Publicado na Revista Outracoisa número 21, de agosto de 2007. Fotos: Ana Pupulin/Divulgação.

Douglas Godoy, David Dafré, Reginaldo Lincoln, Luiz Lazzaroto e Helio Flanders

Douglas Godoy, David Dafré, Reginaldo Lincoln, Luiz Lazzaroto e Helio Flanders

Qualquer um que tenha lançado um olhar no mundo da música independente nos últimos tempos já ouvir falar do Vanguart. A banda é a primeira a se destacar naquilo que vem sendo chamado de Movimento Fora do Eixo.
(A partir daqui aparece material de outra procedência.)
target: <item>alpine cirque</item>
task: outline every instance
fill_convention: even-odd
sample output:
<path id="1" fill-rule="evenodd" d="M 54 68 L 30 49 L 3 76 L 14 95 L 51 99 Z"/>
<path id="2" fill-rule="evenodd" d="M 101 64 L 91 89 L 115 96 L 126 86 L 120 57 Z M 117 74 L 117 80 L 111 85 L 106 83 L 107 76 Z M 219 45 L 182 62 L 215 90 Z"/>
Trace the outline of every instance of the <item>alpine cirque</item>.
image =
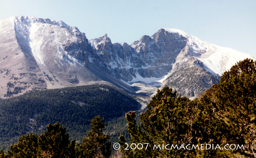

Nascido em Cuiabá, o grupo inspirou-se em Bob Dylan, Neil Young e Woody Guthrie para criar um folk rock com sotaque brasileiro. Não tão próximo do alt country, vertente da música americana que aproxima o indie do folk tradicional, o Vanguart tem se transformado no queridinho da música independente nacional. Tanto que no ano passado teve “Semáforo” escolhida como o grande hit indie da temporada.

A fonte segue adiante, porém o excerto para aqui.